Following in Oregon's footsteps, California passed the Gender Recognition Act in October, which made it easer for nonbinary and transgender folks to obtain state-issued documents reflecting their gender identity. LGBTQ advocates applauded the move, while also pushing for the same inclusion to bleed into all aspects of life.
“With this simple change, California has made daily life much safer and easier for many gender nonbinary and transgender people,” said Kris Hayashi, executive director of Transgender Law Center, in a statement released at the time. “We’re asked for identification everywhere from banks to bars to airports, and it can be devastating and even dangerous for nonbinary and transgender people to navigate life with an I.D. that doesn’t reflect who they truly are.”
Maine's redesigned licenses that will recognize nonbinary residents without a sticker will be available in July 2019, and local LGBTQ organizations are thrilled. In order to get the temporary sticker, Maine residents can submit a gender designation form with the Bureau of Motor Vehicles.

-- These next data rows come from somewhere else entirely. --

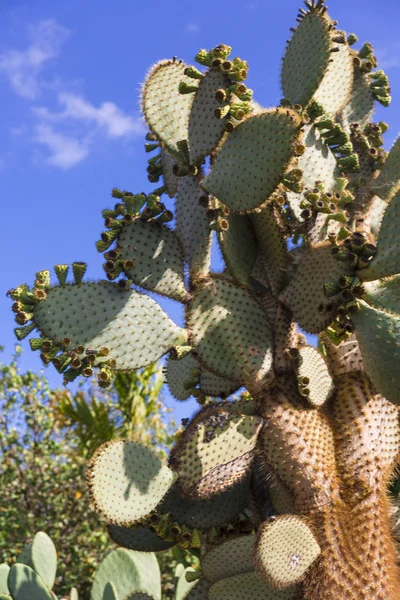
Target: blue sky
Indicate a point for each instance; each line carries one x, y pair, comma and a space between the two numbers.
70, 126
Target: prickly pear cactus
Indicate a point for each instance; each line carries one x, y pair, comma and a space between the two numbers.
284, 489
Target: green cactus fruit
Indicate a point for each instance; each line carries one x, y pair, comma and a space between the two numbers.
285, 549
137, 538
95, 314
165, 109
41, 556
126, 481
247, 171
305, 293
192, 225
232, 557
306, 58
130, 573
215, 452
180, 378
249, 586
158, 258
205, 128
313, 378
387, 184
360, 104
203, 514
273, 248
239, 258
231, 333
4, 571
386, 261
25, 584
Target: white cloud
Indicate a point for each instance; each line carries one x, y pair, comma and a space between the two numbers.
23, 67
108, 117
65, 151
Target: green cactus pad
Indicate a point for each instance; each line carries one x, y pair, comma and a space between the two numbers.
215, 452
285, 549
248, 586
306, 59
232, 557
305, 293
239, 257
137, 538
386, 261
360, 104
166, 110
205, 128
41, 556
388, 182
179, 374
126, 481
4, 571
130, 572
377, 334
132, 326
158, 257
205, 514
230, 332
25, 584
192, 225
314, 381
247, 170
272, 242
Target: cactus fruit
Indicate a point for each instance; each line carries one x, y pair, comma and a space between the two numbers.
304, 203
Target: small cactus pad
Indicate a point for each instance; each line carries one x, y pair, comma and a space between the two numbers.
137, 538
248, 586
132, 326
203, 514
285, 549
126, 481
247, 170
386, 261
130, 572
239, 257
182, 376
215, 452
166, 110
232, 557
25, 584
157, 255
230, 332
306, 59
205, 128
313, 379
377, 334
305, 295
41, 556
192, 225
388, 182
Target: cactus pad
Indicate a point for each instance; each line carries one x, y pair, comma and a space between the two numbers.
386, 261
247, 171
305, 293
158, 258
126, 481
101, 315
215, 452
248, 586
230, 332
232, 557
166, 110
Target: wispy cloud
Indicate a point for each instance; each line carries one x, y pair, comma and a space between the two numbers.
23, 67
65, 151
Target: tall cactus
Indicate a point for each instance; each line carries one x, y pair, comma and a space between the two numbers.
305, 203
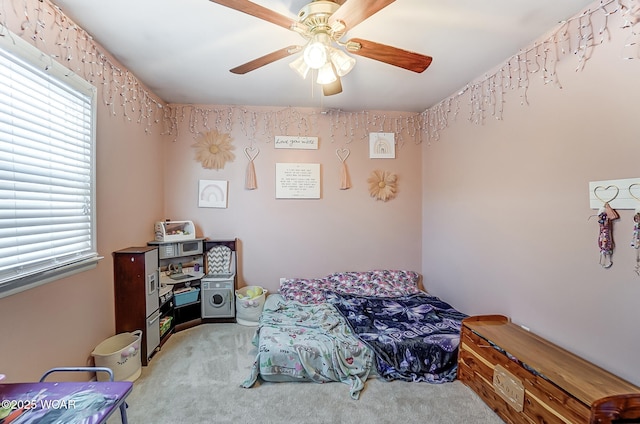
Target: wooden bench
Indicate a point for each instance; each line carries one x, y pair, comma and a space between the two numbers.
526, 379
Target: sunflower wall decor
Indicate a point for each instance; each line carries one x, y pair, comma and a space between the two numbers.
383, 185
214, 149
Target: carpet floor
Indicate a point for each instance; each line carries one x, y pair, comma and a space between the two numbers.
196, 376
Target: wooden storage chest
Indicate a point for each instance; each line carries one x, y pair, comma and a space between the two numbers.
526, 379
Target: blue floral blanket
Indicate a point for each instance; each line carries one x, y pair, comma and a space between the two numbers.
414, 337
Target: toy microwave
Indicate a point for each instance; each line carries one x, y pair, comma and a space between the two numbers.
174, 230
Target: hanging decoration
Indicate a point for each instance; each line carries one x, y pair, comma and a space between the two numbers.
345, 181
576, 37
635, 239
605, 237
214, 150
250, 182
382, 185
123, 94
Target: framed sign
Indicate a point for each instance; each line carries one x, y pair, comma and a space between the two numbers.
382, 146
296, 142
297, 180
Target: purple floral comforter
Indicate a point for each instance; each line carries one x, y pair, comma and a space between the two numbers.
414, 337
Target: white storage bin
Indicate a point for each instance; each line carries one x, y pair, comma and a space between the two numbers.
122, 354
249, 308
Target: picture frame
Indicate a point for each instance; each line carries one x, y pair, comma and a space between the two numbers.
382, 145
212, 193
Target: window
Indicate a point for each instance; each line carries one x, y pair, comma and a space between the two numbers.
47, 169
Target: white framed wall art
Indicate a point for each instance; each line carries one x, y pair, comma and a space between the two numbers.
382, 146
212, 193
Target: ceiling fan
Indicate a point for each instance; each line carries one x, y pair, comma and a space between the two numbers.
323, 24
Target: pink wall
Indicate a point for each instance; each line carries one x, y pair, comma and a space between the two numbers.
60, 323
343, 230
142, 178
506, 209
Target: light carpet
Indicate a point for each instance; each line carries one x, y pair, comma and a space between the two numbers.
196, 376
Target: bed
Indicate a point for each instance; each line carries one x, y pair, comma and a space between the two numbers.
348, 326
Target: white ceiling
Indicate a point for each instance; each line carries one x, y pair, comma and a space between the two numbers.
183, 49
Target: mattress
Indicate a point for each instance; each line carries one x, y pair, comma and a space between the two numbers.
308, 343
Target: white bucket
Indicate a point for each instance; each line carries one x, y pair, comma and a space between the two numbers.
122, 354
248, 310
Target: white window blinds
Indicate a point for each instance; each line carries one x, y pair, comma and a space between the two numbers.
47, 175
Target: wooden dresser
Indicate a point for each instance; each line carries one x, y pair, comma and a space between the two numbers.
526, 379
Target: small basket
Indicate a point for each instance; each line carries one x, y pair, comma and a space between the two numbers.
248, 311
122, 354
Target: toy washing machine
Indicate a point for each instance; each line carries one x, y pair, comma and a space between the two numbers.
218, 285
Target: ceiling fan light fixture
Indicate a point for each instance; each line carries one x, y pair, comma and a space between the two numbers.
342, 62
300, 66
326, 75
316, 53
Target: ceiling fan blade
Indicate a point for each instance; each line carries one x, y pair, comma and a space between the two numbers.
412, 61
266, 59
352, 12
258, 11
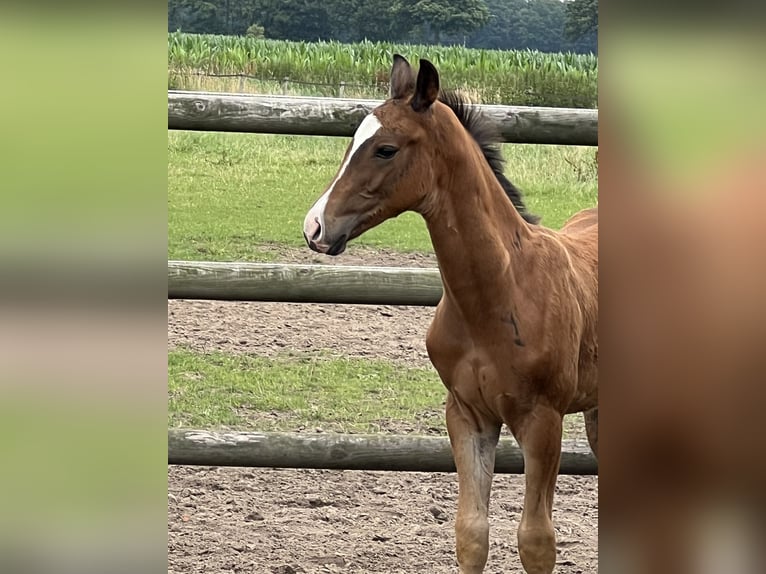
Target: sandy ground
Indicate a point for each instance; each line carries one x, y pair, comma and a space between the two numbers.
312, 521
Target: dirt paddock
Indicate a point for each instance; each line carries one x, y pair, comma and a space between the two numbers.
279, 521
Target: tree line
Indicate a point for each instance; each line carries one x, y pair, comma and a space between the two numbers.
544, 25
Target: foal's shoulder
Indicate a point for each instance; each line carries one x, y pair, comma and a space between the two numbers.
581, 221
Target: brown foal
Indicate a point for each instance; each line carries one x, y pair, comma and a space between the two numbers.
514, 337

“This change represents the next major step towards full legal recognition of the lives of transgender Mainers,” said Quinn Gormley, executive director of MaineTransNet, in a statement. “Affirming and accurate IDs help to break down significant barriers to housing, employment and education faced by many transgender people.”
Zack Paakkonen, Board President of EqualityMaine and the Maine attorney who filed the initial complain on behalf of Dehne Lindsey, also praised the agreement reached with the Bureau of Motor Vehicles.
“We know gender is a spectrum and some people don’t identify as male or female,” Paakkonen said in a statement. “It’s important that driver’s licenses and other forms of ID recognize people who are non-binary. Removing barriers for people is critical to helping all of us live healthy, productive lives.”